December 6, 2010
Over the past few years, the HIV clinical realm has seen an increased focus on the constellation of events that are associated with cardiovascular disease. In many ways, our understanding of cardiovascular risk in HIV-infected patients is still in its infancy. There remains a fair amount of uncertainty not only regarding the HIV- or antiretroviral-specific factors that increase this risk, but also regarding the strategies to employ in an effort to prevent, assess or manage the dangers of cardiovascular disease in people with HIV. But there is a lot we do know, and that knowledge can help guide clinicians as they determine the best way forward.
To discuss these issues, we brought together two of the leading minds on cardiovascular disease and HIV for a frank conversation: Marshall Glesby, M.D., Ph.D., the associate chief of the Division of Infectious Diseases and the director of the Cornell HIV Clinical Trials Unit at Weill Cornell Medical College; and Jens Lundgren, M.D., the chief physician and director of the Copenhagen HIV Programme. Both are at the forefront of research efforts in this area.
Myles Helfand: Let's start with an overview of the problem. Dr. Lundgren, if you could start us off; where are we right now in terms of how prevalent cardiovascular complications are among HIV-infected patients?
Jens Lundgren: This is an area that has been very much focused on during the last 10 to 12 years. As a consequence of that, a substantial amount of data have accumulated, which show that the risk of contracting cardiovascular disease for a person with a given age is slightly higher if this person is HIV infected, as opposed to not HIV infected.
The reasons for why there is such an excess risk are heavily discussed, and I think we will have a chance to discuss the details of that as we progress into this. But the theoretical possibilities are that: HIV-positive populations have an increased prevalence of traditional cardiovascular risk factors that drives an increase. For example, we know that the smoking prevalence in HIV-infected persons is higher than in the background population. That's one explanation.
The second potential explanation is that antiviral drugs are affecting the risk. We'll discuss that. The third sort of principle, or theoretical reason, is that the HIV itself is driving that.
There's a lot of research still to do to further understand this. But I think the safe thing to say here is that whatever problem that we have now in 2010 will be exacerbated in the next 10 years, given the fact that probably the strongest risk factor for cardiovascular disease and HIV is age. Obviously, as antiviral therapies keep people alive, they are aging into an age range where we know -- from the data on HIV patients, but also in the general population, of course -- that the risk of cardiovascular disease will increase. So we need, as HIV physicians, to be aware of this and be at increased vigilance around efforts to prevent cardiovascular disease. Because this will be something that, whatever the level of the problems that we have at the moment, will increase because of the aging of the population.
Myles Helfand: Is there research right now to suggest that we're already in the middle of a rising trend of cardiovascular disease among people with HIV?

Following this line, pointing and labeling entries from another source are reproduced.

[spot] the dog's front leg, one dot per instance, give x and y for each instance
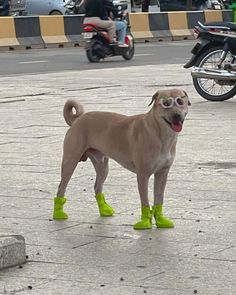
(100, 164)
(146, 213)
(160, 180)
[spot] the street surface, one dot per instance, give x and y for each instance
(88, 254)
(74, 58)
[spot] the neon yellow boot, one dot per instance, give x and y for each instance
(105, 210)
(58, 212)
(146, 219)
(161, 220)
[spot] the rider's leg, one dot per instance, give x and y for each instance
(121, 28)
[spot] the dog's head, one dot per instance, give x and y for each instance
(170, 107)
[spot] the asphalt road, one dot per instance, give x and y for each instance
(74, 58)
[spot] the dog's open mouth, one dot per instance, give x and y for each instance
(175, 125)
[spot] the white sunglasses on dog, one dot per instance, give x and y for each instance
(168, 102)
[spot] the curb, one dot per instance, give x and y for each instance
(12, 250)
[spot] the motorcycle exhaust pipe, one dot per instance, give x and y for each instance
(198, 72)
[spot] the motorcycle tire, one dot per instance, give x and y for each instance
(91, 51)
(200, 84)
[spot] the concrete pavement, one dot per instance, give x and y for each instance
(92, 255)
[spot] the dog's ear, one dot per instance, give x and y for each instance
(189, 103)
(154, 98)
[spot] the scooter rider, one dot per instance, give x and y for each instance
(97, 12)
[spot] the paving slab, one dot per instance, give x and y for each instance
(12, 250)
(88, 254)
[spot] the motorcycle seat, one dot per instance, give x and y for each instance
(230, 25)
(93, 26)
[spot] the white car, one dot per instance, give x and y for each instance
(45, 7)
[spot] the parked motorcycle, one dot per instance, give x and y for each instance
(214, 60)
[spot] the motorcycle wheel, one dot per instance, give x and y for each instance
(130, 52)
(91, 52)
(211, 89)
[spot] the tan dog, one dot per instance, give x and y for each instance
(144, 144)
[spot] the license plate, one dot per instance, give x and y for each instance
(88, 35)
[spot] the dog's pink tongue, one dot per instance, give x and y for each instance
(177, 126)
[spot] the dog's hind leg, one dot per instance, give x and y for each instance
(100, 163)
(160, 180)
(70, 160)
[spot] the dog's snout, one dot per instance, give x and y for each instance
(177, 117)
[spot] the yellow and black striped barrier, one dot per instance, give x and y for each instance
(46, 31)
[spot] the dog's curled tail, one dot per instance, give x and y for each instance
(72, 110)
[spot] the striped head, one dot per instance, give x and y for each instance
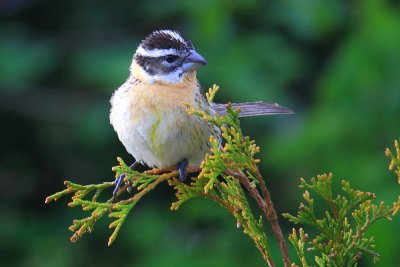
(165, 56)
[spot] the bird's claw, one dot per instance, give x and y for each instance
(182, 167)
(118, 181)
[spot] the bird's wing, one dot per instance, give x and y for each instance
(248, 109)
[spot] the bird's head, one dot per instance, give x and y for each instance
(165, 56)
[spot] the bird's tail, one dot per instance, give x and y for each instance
(248, 109)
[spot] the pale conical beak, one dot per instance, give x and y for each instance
(193, 61)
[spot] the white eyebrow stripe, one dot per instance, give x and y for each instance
(173, 34)
(155, 52)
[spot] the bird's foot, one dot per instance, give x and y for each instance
(182, 167)
(120, 179)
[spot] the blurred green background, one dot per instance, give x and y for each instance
(335, 63)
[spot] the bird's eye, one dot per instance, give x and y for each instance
(171, 58)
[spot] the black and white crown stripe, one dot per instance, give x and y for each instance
(155, 52)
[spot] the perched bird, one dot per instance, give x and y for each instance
(148, 111)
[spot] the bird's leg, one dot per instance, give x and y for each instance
(182, 167)
(119, 180)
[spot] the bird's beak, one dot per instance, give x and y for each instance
(193, 61)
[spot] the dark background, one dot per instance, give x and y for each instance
(335, 63)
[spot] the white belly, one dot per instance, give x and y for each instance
(159, 136)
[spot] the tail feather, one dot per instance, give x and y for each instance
(248, 109)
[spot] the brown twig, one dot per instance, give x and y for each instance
(267, 208)
(273, 219)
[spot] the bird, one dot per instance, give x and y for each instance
(149, 111)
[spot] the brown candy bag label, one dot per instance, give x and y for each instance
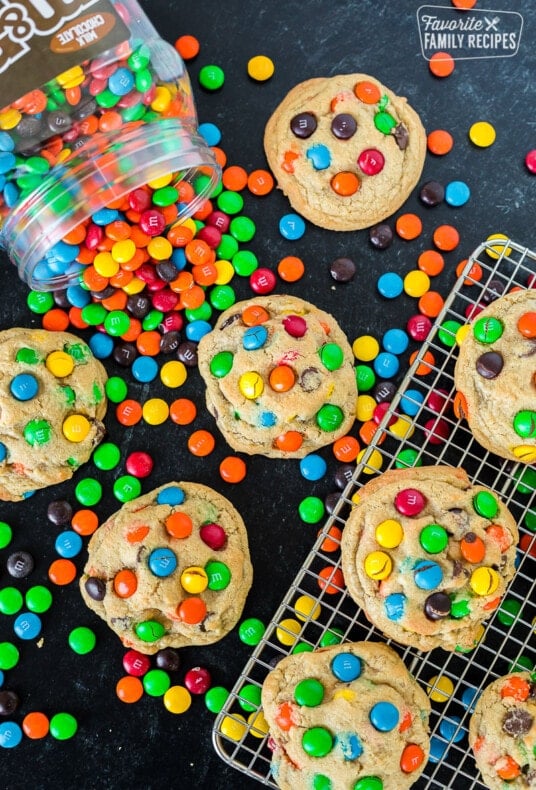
(40, 39)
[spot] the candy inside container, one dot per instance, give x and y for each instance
(88, 137)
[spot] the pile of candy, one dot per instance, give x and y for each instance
(148, 287)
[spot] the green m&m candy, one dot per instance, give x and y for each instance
(329, 417)
(156, 682)
(37, 432)
(116, 389)
(525, 423)
(6, 533)
(331, 355)
(433, 538)
(317, 741)
(149, 630)
(82, 640)
(221, 364)
(488, 330)
(63, 726)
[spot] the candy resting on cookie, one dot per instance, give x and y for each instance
(348, 716)
(502, 732)
(345, 150)
(170, 568)
(279, 377)
(495, 377)
(428, 556)
(52, 403)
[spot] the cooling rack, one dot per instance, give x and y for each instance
(429, 434)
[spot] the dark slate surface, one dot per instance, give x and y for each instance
(143, 746)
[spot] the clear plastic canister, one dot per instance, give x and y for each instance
(90, 135)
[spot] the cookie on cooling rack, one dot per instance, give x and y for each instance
(428, 555)
(279, 377)
(502, 732)
(52, 403)
(345, 150)
(495, 377)
(344, 717)
(170, 568)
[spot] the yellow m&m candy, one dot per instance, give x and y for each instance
(251, 385)
(378, 565)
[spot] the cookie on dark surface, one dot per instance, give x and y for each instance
(52, 403)
(495, 377)
(279, 377)
(428, 556)
(345, 714)
(502, 732)
(170, 568)
(345, 150)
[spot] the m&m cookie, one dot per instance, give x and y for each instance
(345, 150)
(495, 377)
(279, 377)
(349, 716)
(52, 403)
(502, 732)
(428, 555)
(170, 568)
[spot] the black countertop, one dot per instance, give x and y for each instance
(142, 745)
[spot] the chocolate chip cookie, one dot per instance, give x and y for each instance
(170, 568)
(495, 377)
(279, 377)
(428, 556)
(346, 716)
(345, 150)
(52, 403)
(502, 732)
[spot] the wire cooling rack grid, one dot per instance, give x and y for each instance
(431, 434)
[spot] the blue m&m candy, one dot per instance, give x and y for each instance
(395, 606)
(172, 495)
(291, 227)
(162, 561)
(384, 716)
(254, 337)
(346, 667)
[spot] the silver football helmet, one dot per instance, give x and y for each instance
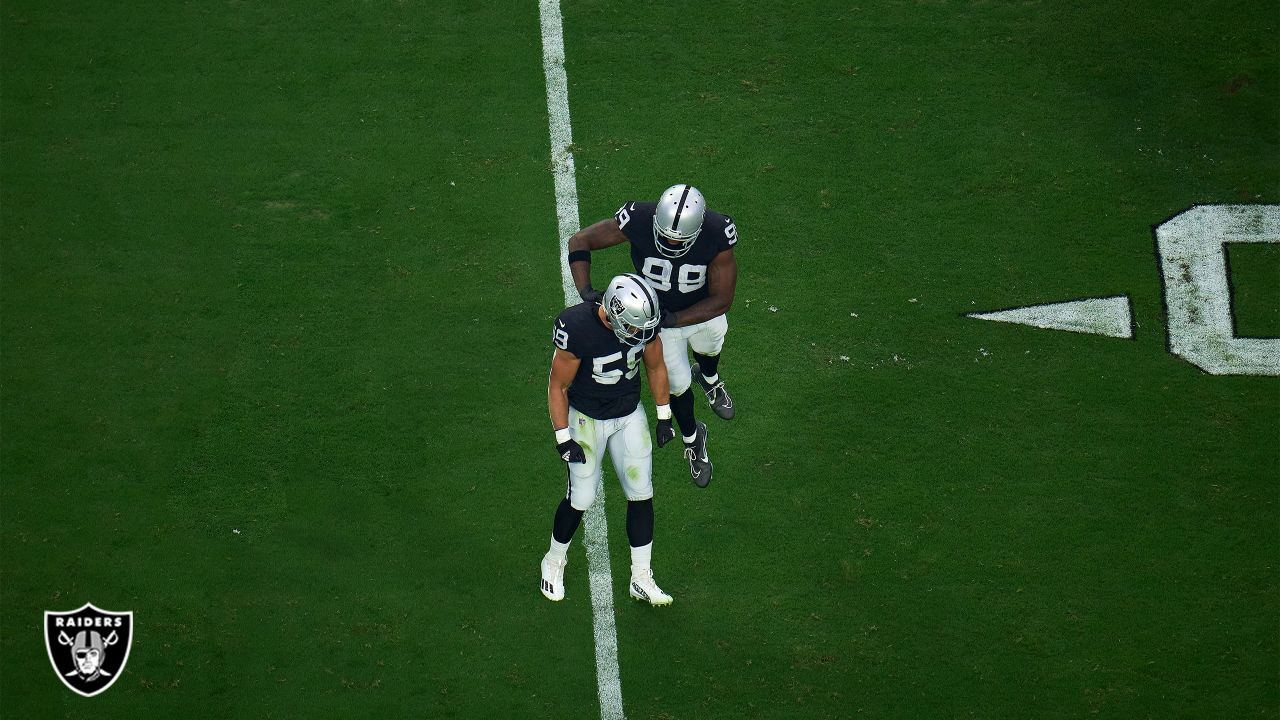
(677, 219)
(631, 306)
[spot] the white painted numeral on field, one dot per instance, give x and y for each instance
(1197, 295)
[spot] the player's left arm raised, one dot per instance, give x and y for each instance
(656, 369)
(721, 285)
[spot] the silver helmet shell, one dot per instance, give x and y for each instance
(631, 308)
(677, 219)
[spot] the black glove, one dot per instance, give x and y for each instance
(666, 433)
(571, 451)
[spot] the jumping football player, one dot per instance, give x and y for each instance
(593, 396)
(686, 253)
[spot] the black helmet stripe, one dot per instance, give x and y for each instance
(680, 208)
(648, 291)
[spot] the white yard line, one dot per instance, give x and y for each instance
(597, 528)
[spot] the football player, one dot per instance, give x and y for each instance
(593, 396)
(686, 253)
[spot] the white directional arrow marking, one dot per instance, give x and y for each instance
(1110, 317)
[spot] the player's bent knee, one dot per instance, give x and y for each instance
(679, 382)
(581, 497)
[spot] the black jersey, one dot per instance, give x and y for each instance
(680, 281)
(607, 383)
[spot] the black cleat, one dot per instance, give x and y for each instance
(699, 464)
(716, 395)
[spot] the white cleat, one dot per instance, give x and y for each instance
(553, 578)
(645, 589)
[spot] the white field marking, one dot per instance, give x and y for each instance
(1109, 317)
(1197, 291)
(597, 529)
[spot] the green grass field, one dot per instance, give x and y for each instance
(277, 295)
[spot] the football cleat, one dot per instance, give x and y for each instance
(643, 588)
(553, 578)
(699, 464)
(716, 395)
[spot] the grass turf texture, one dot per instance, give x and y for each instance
(291, 270)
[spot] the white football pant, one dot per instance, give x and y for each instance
(705, 338)
(627, 440)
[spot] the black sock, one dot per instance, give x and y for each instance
(640, 522)
(566, 522)
(708, 364)
(682, 408)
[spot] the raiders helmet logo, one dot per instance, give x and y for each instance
(88, 647)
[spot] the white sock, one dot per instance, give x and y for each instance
(640, 557)
(558, 550)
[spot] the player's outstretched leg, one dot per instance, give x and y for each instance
(699, 463)
(714, 390)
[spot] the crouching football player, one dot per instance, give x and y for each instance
(593, 396)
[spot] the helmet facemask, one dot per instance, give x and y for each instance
(631, 308)
(677, 219)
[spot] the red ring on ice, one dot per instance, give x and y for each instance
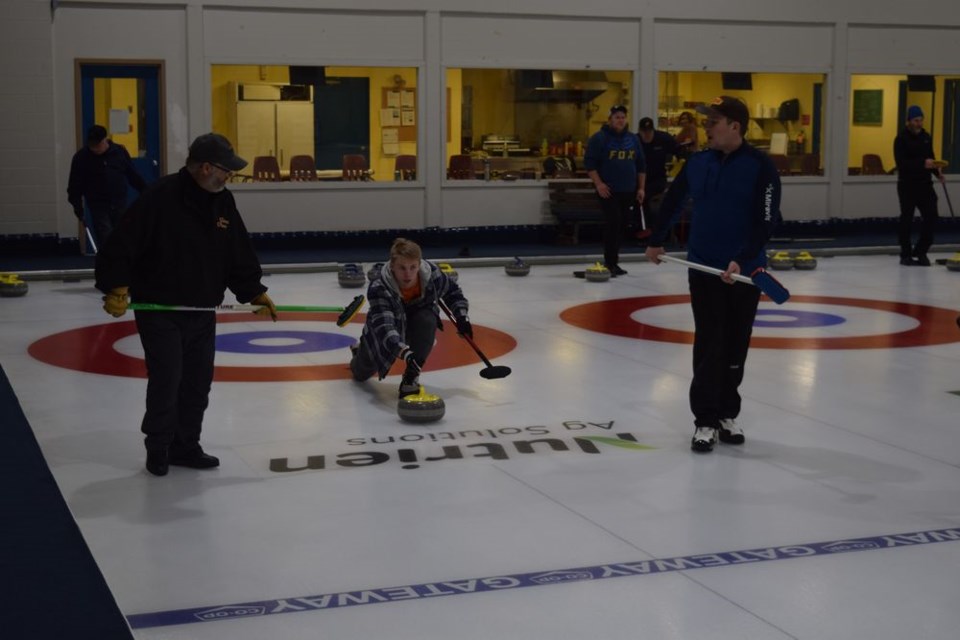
(90, 349)
(613, 317)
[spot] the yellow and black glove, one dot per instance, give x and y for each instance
(268, 307)
(116, 302)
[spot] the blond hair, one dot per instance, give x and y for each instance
(405, 249)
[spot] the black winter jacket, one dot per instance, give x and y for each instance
(179, 244)
(102, 178)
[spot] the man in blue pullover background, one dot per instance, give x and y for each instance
(736, 204)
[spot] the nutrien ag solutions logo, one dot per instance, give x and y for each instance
(495, 444)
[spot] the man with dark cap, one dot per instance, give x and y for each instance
(913, 153)
(181, 243)
(659, 147)
(735, 191)
(99, 174)
(614, 162)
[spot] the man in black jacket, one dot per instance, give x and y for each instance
(99, 174)
(659, 147)
(913, 153)
(181, 243)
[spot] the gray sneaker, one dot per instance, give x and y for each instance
(730, 432)
(703, 439)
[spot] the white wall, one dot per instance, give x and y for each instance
(39, 47)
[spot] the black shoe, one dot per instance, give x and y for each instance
(158, 463)
(703, 439)
(196, 459)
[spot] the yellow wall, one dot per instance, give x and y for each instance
(379, 77)
(118, 93)
(769, 89)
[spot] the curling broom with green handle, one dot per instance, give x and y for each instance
(763, 280)
(346, 313)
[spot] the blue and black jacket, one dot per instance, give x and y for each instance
(616, 157)
(736, 206)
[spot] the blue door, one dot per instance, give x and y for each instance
(125, 98)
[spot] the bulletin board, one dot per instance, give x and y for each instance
(868, 107)
(398, 117)
(398, 111)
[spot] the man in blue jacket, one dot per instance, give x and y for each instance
(99, 174)
(614, 161)
(736, 204)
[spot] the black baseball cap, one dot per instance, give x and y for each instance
(727, 107)
(217, 150)
(96, 134)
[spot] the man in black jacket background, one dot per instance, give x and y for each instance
(99, 174)
(913, 153)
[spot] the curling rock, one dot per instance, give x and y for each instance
(450, 271)
(421, 407)
(804, 261)
(781, 261)
(350, 275)
(374, 271)
(597, 273)
(11, 286)
(517, 268)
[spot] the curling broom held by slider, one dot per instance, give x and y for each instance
(763, 280)
(346, 313)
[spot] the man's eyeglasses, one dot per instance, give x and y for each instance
(222, 168)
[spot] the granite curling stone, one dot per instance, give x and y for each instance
(517, 268)
(11, 286)
(350, 276)
(804, 262)
(782, 261)
(421, 407)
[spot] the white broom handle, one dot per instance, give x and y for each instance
(702, 267)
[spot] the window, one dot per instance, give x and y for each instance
(527, 122)
(787, 112)
(878, 112)
(325, 113)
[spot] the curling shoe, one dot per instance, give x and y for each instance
(703, 439)
(730, 432)
(195, 459)
(409, 385)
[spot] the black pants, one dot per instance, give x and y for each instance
(723, 315)
(179, 348)
(421, 334)
(618, 210)
(916, 196)
(106, 216)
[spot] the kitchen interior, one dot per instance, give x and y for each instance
(513, 120)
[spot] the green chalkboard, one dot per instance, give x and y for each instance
(868, 106)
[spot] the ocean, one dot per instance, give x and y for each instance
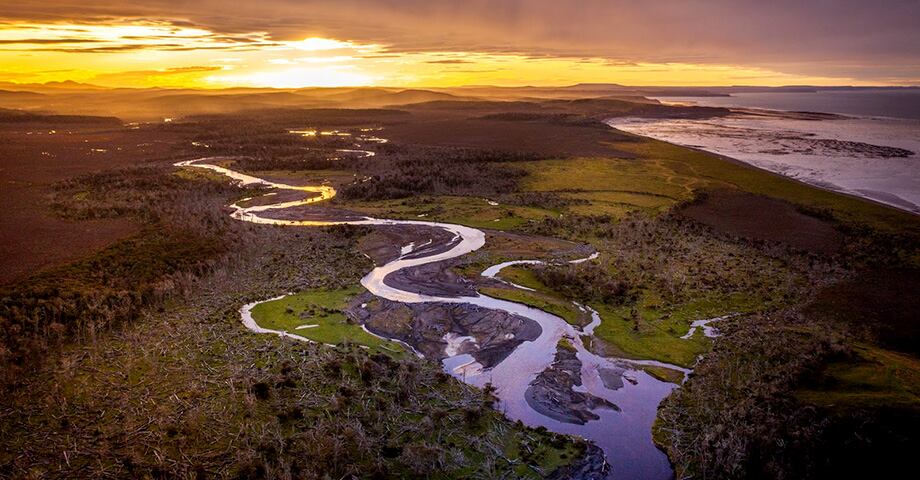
(870, 149)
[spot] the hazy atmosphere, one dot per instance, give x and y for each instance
(426, 239)
(437, 43)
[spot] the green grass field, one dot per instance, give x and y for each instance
(322, 308)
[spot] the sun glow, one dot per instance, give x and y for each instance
(158, 53)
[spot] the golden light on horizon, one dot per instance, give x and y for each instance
(160, 54)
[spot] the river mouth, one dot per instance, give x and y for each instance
(548, 379)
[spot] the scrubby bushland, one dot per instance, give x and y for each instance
(739, 416)
(186, 235)
(402, 173)
(586, 282)
(187, 392)
(680, 260)
(546, 200)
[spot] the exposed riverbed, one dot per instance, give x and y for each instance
(541, 382)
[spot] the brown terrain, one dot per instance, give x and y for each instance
(32, 159)
(755, 217)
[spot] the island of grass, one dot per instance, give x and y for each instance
(318, 315)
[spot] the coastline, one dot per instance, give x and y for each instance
(751, 166)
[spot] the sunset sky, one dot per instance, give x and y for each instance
(286, 43)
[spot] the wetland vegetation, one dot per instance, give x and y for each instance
(808, 360)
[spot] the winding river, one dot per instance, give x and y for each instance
(624, 434)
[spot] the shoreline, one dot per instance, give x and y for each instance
(742, 163)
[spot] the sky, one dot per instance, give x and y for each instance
(416, 43)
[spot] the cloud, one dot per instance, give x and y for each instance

Jens Lundgren: It's interesting. There are various studies that have been focusing on this. But it seems, at least in the studies that I'm aware of, that we are at a pretty stable level at the moment. I think that's likely because of the fact that there has been such attention on this in the last 10 years and therefore the various preventive efforts are now having an impact, both in terms of dealing with traditional cardiovascular risk factors, as well as antiviral drugs.
So, at the moment, we are not really at an increasing slope, other than the fact that, as more and more people are getting older, one would expect to see more events. Over and above that, at least from the data I've seen, we don't have an emerging big problem. But obviously, we need to be vigilant, too, to maintain this.
Marshall Glesby: If I could add just one thing to that: Clearly, there has been a lot of focus on coronary heart disease in the last 10 to 12 years, as Jens said. But I think there have been some other interesting trends that have emerged in recent years, as well. Particularly, several studies using echocardiography have been presented or published in recent years that suggest that dilated cardiomyopathy -- left ventricular dysfunction, which we used to see fairly commonly in the pre-combination antiretroviral era -- seems to have largely disappeared. But replacing it seems to be a higher prevalence of diastolic dysfunction. In some studies, up to 50% of people with HIV who undergo echoes will have some evidence of diastolic dysfunction -- often mild, and not clear if it's transient, or whether it will persist. I think the available data, although the controls have not necessarily been optimal in all of these studies, suggest that it is more common in people with HIV than in similarly aged controls from the general population.
I think the other interesting observation has been, in recent years, an increasing recognition of what appears to be a primary pulmonary hypertension in people with HIV. It's still fairly uncommon, but seems to be more common than in the general population, as well.
Jens Lundgren: I agree. That's an important observation. Just to supplement, and give the whole spectrum of this: We are studying strokes, as well, as a manifestation. Obviously, the risk factor profiles for strokes are different for coronary heart disease, hypertension being the lead responsible risk factor. But the number of strokes is now not necessarily trivial, pointing to the [need to be] very careful in your assessment of hypertension in your patients.